The new marker at Marcy Park in the center of the borough commemorates the 100th anniversary of the former Alliance College of Cambridge Springs. The marker is cast in red with white lettering — symbolic of the former school’s colors.

“The school’s no longer here, but it was a big part of our lives. It was a big part of Cambridge Springs,” said Jinny Borek, a member of the class of 1967. “It’s worth remembering.”

“Until the last one of us is no longer left, Alliance College isn’t gone,” said Alexandra Everist, author of “Sto Lat! 100 Years of Alliance College” and a member of the class  of 1972. “The stories we have (written down), the historical marker — these are things that hold the memories.”

Alliance College closed in 1988 and its property and buildings sold to the Commonwealth of Pennsylvania. The former college now is the State Correctional Institution at Cambridge Springs, one of Pennsylvania’s two prisons that houses women inmates.

Borek and Everist were among the more than 280 alumni and guests who gathered in the borough over the weekend for the annual Alliance College alumni weekend.

A small institution of higher learning with more than 5,000 graduates throughout its history, it has more than 3,800 known alumni.

It was open in Cambridge Springs from 1912 through 1987, first as an academy, then a technical institute and later a liberal arts college. It was opened in September 1912 by the Polish National Alliance, the largest Polish-American fraternal insurance organization, as a school for higher education for Polish immigrants and their children.

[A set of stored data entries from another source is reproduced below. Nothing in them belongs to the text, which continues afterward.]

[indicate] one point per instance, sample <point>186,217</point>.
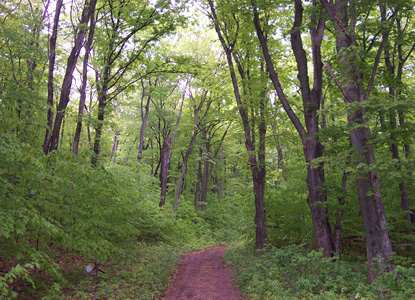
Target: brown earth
<point>203,276</point>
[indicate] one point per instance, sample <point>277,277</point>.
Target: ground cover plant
<point>296,272</point>
<point>134,131</point>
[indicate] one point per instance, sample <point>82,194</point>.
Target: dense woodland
<point>134,131</point>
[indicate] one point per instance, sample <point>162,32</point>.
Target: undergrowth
<point>294,272</point>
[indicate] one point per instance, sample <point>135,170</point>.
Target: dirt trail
<point>203,276</point>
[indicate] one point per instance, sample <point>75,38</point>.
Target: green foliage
<point>293,272</point>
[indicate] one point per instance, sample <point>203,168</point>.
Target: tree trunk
<point>164,169</point>
<point>166,152</point>
<point>114,149</point>
<point>102,103</point>
<point>257,167</point>
<point>144,118</point>
<point>338,227</point>
<point>67,80</point>
<point>311,103</point>
<point>52,56</point>
<point>378,245</point>
<point>186,157</point>
<point>82,98</point>
<point>199,179</point>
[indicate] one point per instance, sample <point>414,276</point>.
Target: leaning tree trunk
<point>166,152</point>
<point>144,117</point>
<point>311,102</point>
<point>89,7</point>
<point>164,169</point>
<point>378,245</point>
<point>199,179</point>
<point>186,157</point>
<point>82,98</point>
<point>257,168</point>
<point>52,56</point>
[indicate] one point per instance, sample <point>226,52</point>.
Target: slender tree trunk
<point>52,55</point>
<point>199,179</point>
<point>338,227</point>
<point>311,102</point>
<point>257,167</point>
<point>164,169</point>
<point>102,103</point>
<point>378,245</point>
<point>89,6</point>
<point>205,174</point>
<point>144,117</point>
<point>394,92</point>
<point>186,157</point>
<point>114,149</point>
<point>82,98</point>
<point>166,152</point>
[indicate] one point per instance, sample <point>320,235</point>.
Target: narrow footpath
<point>203,276</point>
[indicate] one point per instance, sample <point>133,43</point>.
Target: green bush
<point>294,272</point>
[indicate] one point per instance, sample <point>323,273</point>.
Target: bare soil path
<point>203,276</point>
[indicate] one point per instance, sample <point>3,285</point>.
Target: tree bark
<point>144,118</point>
<point>82,97</point>
<point>186,157</point>
<point>52,56</point>
<point>199,179</point>
<point>166,152</point>
<point>89,6</point>
<point>257,166</point>
<point>311,102</point>
<point>378,245</point>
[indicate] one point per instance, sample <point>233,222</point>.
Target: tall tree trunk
<point>199,179</point>
<point>82,97</point>
<point>114,149</point>
<point>205,173</point>
<point>166,152</point>
<point>311,103</point>
<point>144,118</point>
<point>394,92</point>
<point>338,227</point>
<point>102,103</point>
<point>89,6</point>
<point>186,157</point>
<point>52,56</point>
<point>257,168</point>
<point>378,245</point>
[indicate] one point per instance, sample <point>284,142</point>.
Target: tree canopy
<point>273,123</point>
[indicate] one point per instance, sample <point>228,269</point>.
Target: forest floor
<point>203,276</point>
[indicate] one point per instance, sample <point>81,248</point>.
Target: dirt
<point>203,276</point>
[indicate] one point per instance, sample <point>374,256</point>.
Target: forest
<point>132,132</point>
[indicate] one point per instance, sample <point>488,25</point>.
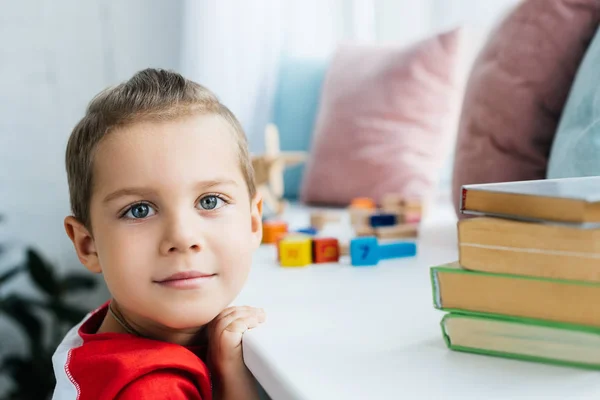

It was founded to allow Polish-Americans an opportunity to receive technical and liberal arts education they were denied elsewhere due to discrimination. The college also encouraged the study of Polish language and Polish and Slavic culture.

Alliance’s small size is what help make it unique, according to former students.

“We only had about 300 students on campus in the 1960s,” said Mickie Mickiewicz, current president of the alumni association and also a member of the class of 1967. “We had common bonds. We were predominately Catholic, predominately of Polish descent and we were a small school so everybody knew everyone.”

That even extended to the faculty, said Walter Kaminski, a member of the class of 1965.

“If you weren’t serious about your education, the professors would pick up on that,” said Kaminski. “They’d check on you. I had professors knock on my door a couple of times.”

Bernie Land, a member of the class of 1964, said he had a lot fond memories of going to college at Alliance.

“I wasn’t a great students, but I had a wonderful social life,” he said with a chuckle.

“We really were one big family,” said Dave Matejczyk, a graduate of the class of 1980. He served as public relations director for the college for several years in the 1980s following graduation. Matejczyk’s father, Blair, also was a physics and mathematics professor at Alliance for 47 years.

It’s the sense of the “Alliance family” that will live on, according to its graduates.

“Because of the closeness of students, becoming friends with professors — it allowed all of us to develop as adults,” said Mickiewicz.

Everist agrees and notes long-term memories of what was Alliance need to be kept alive for future generations.

“Too much of America these days is just studying recent history,” she said. “To educate you have to look at the long-term and learn from the whole picture.”

Did  you know?

Alliance College opened in September 1912 in Cambridge Springs with a total of 375 students.

The formal dedication of Alliance College took place on Oct. 26, 1912 with the then-President of the United States, William H. Taft, speaking at the ceremony.